Sensitization of cardiac Ca²⁺ release sites by protein kinase C signaling: evidence from action of murrayafoline A.

Abstract

In the present study, we explored the effects of a plant alkaloid compound, 1-methoxy-3-methylcarbazole (murrayafoline A, Mu-A), on focal and global Ca(2+) signaling, and the underlying cellular mechanisms. Rapid two-dimensional confocal Ca(2+) imaging and image analysis were used to measure Ca(2+) signals in rat ventricular myocytes. Application of Mu-A (10-100 μM) significantly enhanced the magnitude and rate of Ca(2+) release on depolarization with no change in Ca(2+) transient decay.
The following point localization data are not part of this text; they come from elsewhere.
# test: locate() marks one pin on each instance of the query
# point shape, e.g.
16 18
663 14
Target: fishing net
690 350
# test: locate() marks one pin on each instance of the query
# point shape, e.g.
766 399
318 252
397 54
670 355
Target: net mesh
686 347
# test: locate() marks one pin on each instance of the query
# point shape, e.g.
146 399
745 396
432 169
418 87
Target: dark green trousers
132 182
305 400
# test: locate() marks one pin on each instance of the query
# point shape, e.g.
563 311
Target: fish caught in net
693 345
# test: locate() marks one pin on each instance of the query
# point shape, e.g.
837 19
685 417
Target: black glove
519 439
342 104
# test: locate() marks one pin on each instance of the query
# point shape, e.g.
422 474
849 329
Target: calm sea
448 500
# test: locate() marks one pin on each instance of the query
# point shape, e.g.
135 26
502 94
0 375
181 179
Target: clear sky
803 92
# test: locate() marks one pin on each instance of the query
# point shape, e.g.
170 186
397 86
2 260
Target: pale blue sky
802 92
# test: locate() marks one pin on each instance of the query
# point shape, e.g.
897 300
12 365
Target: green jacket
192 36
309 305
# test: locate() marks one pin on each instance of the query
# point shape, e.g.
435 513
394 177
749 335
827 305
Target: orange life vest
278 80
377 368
Focal Ca(2+) release events (Ca(2+) sparks) occurred more often, and their duration and size were greater after the application of Mu-A. In addition, sarcoplasmic reticulum (SR) Ca(2+) loading and fractional release were increased by exposure to Mu-A. All these effects reached steady state within 2-3 min after Mu-A application. The higher occurrence of Ca(2+) sparks in the presence of Mu-A was resistant to SR Ca(2+) clamping, removal of extracellular Ca(2+) and Na(+), and blockade of either protein kinase A, Ca(2+)/calmodulin-dependent protein kinase II, phospholipase C, or inositol 1,4,5-trisphosphate receptors, but it was abolished by the inhibition of protein kinase C (PKC). SR Ca(2+) clamping prevented the Mu-A-induced Ca(2+) spark prolongation and enlargement. The Mu-A-induced enhancement of Ca(2+) transients was also eliminated by PKC blockade. Mu-A enhanced PKC activity in vitro. These results suggest that Mu-A may increase spark occurrence via its direct enhancement of PKC activity and subsequent sensitization of ryanodine receptor clusters and that this mechanism, as well as increased SR Ca(2+) loading, may partly explain larger and more rapid global Ca(2+) releases in the presence of Mu-A during depolarization.